Eben: Stufen und Unebenheiten sind absolute Risikoorte für die Klauengesundheit. Egal ob Zu- und Abgang des Melkstands, die Kraftfutterstation oder der erhöhte Übergang zwischen Lauf- und Fressgang mit Schieberentmistung, jede Stufe im Stall ist eine zu viel.

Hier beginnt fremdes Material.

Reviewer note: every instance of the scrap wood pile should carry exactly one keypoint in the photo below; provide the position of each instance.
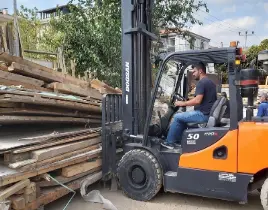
(49, 127)
(29, 162)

Sauber und trocken: Die Klauen der Kühe sind ursprünglich dafür gemacht, die Kühe über sanft federnden Weideboden und nicht über verschmutzte Betonflächen zu tragen. Sind Klauen und Unterbeine der Kühe verschmutzt, steigt das Risiko für infektiöse Klauenerkrankungen wie z.B. Dermatitis digitalis (Mortellaro). Außerdem bringen die Kühe über die Klauen auch Schmutz mit in die Liegebox, wobei das Vordereuter stets auf einem Bein ruht und damit auch verschmutzt wird. Spaltenböden sollten zweimal täglich, planbefestigte Böden zwölfmal täglich abgeschoben werden.

Ausreichend breit: In jeder Rinderherde besteht eine strenge Hierarchie. Das bedeutet, dass es ranghohe und rangniedrige Kühe gibt, Kühe, zwischen denen sich Freundschaften entwickeln, aber auch Kühe, die sich lieber aus dem Weg gehen. Engstellen und Sackgassen sind daher besonders für rangniedrige Kühe Risikoorte, die sie nur ungern aufsuchen, weil sie dort den ranghöheren Kühen nicht ausweichen können. In Neubauten werden für Fressgänge mindestens 4 m und für Lauf- und Übergänge mindestens 3 m Breite empfohlen. Auch in Altbauten kann es sich bewähren, die Übergänge zum Fressgang zu verbreitern, weil dadurch die Futteraufnahme und somit Milchleistung und Tiergesundheit gesteigert werden können.

Probleme mit Klauen und Gelenken zählen zu den häufigsten Abgangsursachen in unseren Rinderställen. Deshalb macht es sich auf jeden Fall bezahlt, die oben angeführten Punkte im eigenen Laufstall zu beherzigen. Eine entscheidende Rolle kommt aber auch der frühzeitigen Erkennung von Lahmheiten und der konsequenten Klauenpflege zu. Nicht erst wenn eine Gliedmaße entlastet wird, sondern bereits wenn die Kuh im Laufen oder Stehen einen leicht gekrümmten Rücken zeigt, muss das Tier im Klauenpflegestand kontrolliert werden. Bereits eine leichte, kaum sichtbare Lahmheit kostet erwiesenermaßen Futteraufnahme und erhöht somit das Risiko für Stoffwechsel- und Fruchtbarkeitsprobleme.